Bliskie związki wojskowo-techniczne między Stanami Zjednoczonymi a Wielką Brytanią każą mówić o utworzeniu pewnego rodzaju wspólnego anglosaskiego transatlantyckiego rynku obronnego z potężnym „rozproszeniem” kompleksów wojskowo-przemysłowych obu krajów. To nie przypadek, że BAE Systems i Rolls-Royce stały się w zasadzie korporacjami anglo-amerykańskimi i coraz częściej przenoszą swoją działalność do Stanów Zjednoczonych, skąd otrzymują większość zamówień i gdzie znajduje się coraz więcej ich zakładów produkcyjnych.. Na przykład BAE Systems kontroluje już większość amerykańskich pojazdów opancerzonych i zakładów produkcji broni artyleryjskiej. Najwyraźniej całkowite przejście BAE Systems i Rolls-Royce'a pod Stars and Stripes nie jest odległe.

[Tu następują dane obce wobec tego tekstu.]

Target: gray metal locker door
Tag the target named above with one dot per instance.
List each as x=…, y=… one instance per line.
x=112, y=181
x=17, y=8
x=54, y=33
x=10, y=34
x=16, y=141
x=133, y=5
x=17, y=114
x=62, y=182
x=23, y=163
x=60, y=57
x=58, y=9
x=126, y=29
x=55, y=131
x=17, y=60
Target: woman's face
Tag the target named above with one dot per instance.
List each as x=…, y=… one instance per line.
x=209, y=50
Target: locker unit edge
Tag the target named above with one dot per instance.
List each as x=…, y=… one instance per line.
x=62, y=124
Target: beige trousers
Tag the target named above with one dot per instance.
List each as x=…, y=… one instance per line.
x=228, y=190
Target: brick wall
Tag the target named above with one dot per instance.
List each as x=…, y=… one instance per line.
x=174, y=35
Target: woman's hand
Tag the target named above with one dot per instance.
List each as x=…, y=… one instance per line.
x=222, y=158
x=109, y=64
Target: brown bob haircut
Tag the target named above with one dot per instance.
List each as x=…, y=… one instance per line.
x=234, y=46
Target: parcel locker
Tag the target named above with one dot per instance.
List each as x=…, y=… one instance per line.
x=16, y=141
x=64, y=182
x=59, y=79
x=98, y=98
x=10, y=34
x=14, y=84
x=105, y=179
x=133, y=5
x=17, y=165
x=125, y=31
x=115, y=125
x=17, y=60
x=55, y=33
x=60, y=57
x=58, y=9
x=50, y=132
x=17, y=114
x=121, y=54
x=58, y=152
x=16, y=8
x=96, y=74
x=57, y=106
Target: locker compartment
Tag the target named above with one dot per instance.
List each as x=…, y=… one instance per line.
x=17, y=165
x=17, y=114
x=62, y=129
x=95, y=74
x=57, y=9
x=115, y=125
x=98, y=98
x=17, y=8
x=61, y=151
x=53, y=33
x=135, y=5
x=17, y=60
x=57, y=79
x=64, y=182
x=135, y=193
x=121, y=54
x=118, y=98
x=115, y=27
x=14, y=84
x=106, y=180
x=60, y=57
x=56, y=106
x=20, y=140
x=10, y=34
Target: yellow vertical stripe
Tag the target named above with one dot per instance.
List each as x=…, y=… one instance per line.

W 2010 roku, po długich zmaganiach z amerykańskimi „opiekuńczymi” siłami politycznymi i brytyjskimi protekcjonistami, osiągnięto porozumienie ze Stanami Zjednoczonymi, co znacznie ułatwia wzajemny transfer tajnych technologii wojskowych. Powinno to jeszcze bardziej rozszerzyć integrację wojskowo-przemysłową obu krajów i wzajemną obecność firm obronnych na obu rynkach.
Brytyjskie firmy dominują w zagranicznych fuzjach w amerykańskim sektorze obronnym. W 2008 roku spośród 18 zagranicznych firm, które przejęły amerykańskie firmy wojskowe, 14 było brytyjskimi. W latach 2006-2008 brytyjskie firmy zainwestowały około 10 miliardów dolarów w zakup amerykańskich aktywów przemysłowych związanych z obronnością.
Z kolei Unia Europejska wykazuje coraz więcej inicjatyw na rzecz stworzenia jednolitego rynku obronnego dla swoich państw członkowskich. Tutaj ruch przebiega w dwóch kierunkach. Z jednej strony organy centralne UE nalegają na otwarcie krajowych rynków obronnych państw członkowskich Unii dla wszystkich europejskich przedsiębiorstw kompleksu wojskowo-przemysłowego, eliminując protekcjonizm narodowy w tym obszarze i wprowadzając jednolite procedury udzielania zamówień. Z drugiej strony podejmowane są próby zintensyfikowania wspólnego rozwoju i zakupu broni i sprzętu wojskowego pod auspicjami UE. Zajmuje się tym powołana w 2004 roku Europejska Agencja Obrony (EDA), w której uczestniczą wszyscy członkowie UE z wyjątkiem Danii, a także wspólne europejskie biuro zamówień wojskowych OCCAR (Organisme Conjoint de Coope'ration en matie're d'Armement).
Obecnie OCCAR jest zaangażowany w kilka wspólnych projektów europejskich (A400M, Tiger, Boxer, FREMM, SAM Aster). W ciągu ostatnich kilku lat EDA uruchomiła również szereg wspólnych programów badawczo-rozwojowych z szeroką reprezentacją krajów europejskich (stworzenie środków do zwalczania improwizowanych urządzeń wybuchowych, broni do wykrywania masowego rażenia, systemów sieci informacyjnych itp.). Choć obecnie jednolity europejski rynek obronny dopiero się tworzy, nie ulega wątpliwości, że presja polityczna ze strony struktur europejskich w tym kierunku nieuchronnie doprowadzi do powstania jednolitej przestrzeni wojskowo-handlowej i wojskowo-przemysłowej UE. To z kolei najprawdopodobniej przyczyni się do nowego etapu integracji i połączeń w europejskim kompleksie wojskowo-przemysłowym.